Transforming Rural Water Governance: Towards Deliberative and Polycentric Models?

Item

Title
Transforming Rural Water Governance: Towards Deliberative and Polycentric Models?
Creator
Andreas Neef
Date
2009
uri
https://www.researchgate.net/publication/46401238_Transforming_Rural_Water_Governance_Towards_Deliberative_and_Polycentric_Models
Description
Deliberative and participatory methods
Abstract
In recent years, many countries have experienced a formal shift from command-and-control and prescriptive management of natural resources towards policy making and planning processes that build on collaboration, negotiation and deliberation among policy-makers, scientists and local stakeholders (Bouwen and Tallieu, 2004; Warner, 2006; Ansell and Gash, 2008). Public participation in environmental decision-making and implementation has become part and parcel of the environmental governance rhetoric in many industrialised countries (Sabatier et al., 2005; Messner et al., 2006; Cronin and Ostergren, 2007; Ferreyra et al., 2008; Medd and Marvin, 2008; Marshall, in press). In emerging economies and developing countries 'participatory environmental governance' has also been discussed as an alternative to centralised, top-down approaches towards natural resource conservation and management (e.g. Gupte and Bartlett, 2007; Neaera Abers, 2007; Huang et al., 2009).

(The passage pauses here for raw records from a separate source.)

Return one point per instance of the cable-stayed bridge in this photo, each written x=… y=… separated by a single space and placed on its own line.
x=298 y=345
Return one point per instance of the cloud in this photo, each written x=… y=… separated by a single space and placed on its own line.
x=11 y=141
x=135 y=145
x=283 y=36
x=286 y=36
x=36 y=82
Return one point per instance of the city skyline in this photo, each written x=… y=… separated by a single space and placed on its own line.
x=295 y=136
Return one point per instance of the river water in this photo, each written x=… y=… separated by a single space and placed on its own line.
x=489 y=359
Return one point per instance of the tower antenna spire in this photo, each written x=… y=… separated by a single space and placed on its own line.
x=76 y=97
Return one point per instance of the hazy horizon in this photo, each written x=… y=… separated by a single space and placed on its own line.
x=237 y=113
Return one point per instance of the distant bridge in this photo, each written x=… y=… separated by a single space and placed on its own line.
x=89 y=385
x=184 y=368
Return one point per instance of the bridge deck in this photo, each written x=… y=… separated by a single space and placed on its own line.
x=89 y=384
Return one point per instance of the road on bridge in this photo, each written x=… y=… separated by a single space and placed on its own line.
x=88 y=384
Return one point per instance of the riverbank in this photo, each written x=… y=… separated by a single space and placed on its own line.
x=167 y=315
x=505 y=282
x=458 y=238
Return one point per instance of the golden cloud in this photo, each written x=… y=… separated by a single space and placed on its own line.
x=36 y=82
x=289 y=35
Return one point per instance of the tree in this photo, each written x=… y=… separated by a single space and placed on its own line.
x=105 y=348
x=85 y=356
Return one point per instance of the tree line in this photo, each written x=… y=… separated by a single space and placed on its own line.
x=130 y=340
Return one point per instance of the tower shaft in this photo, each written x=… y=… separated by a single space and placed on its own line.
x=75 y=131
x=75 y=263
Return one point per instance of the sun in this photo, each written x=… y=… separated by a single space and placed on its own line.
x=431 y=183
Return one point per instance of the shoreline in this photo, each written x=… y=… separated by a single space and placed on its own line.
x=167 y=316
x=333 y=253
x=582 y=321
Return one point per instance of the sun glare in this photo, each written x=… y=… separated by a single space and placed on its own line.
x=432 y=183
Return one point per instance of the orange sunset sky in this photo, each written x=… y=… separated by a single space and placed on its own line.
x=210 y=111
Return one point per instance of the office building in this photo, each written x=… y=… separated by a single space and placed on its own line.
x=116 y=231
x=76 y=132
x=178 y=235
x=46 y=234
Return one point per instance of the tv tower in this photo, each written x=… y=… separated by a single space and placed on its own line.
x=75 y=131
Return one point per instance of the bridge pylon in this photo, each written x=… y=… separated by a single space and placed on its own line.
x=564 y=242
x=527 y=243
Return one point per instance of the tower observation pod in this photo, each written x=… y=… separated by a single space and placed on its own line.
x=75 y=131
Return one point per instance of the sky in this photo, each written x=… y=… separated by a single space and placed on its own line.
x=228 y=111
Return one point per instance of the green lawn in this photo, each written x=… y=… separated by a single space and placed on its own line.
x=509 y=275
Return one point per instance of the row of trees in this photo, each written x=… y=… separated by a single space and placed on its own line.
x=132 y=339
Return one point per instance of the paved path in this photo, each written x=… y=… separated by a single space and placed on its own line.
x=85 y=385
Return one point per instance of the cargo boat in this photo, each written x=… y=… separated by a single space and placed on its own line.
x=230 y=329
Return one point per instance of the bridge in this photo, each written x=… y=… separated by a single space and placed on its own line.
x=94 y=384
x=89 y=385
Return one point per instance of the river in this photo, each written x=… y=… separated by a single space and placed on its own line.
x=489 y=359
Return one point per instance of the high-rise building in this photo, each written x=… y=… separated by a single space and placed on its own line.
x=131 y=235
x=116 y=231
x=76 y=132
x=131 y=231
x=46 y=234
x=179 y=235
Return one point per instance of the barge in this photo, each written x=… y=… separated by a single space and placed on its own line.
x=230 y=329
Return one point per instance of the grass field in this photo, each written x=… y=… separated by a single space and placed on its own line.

At the international policy level, the Rio Declaration and the Agenda 21 (1992), the World Summit on Sustainable Development (WSSD) Johannesburg Plan of Implementation (2002), and the 1998 UN Economic Commission for Europe (UNECE) "Convention on Access to Information, Public Participation in Decision-making and Access to Justice in Environmental Matters" (the so-called Aarhus Convention) have been the most important drivers for enhanced citizen participation in environmental governance.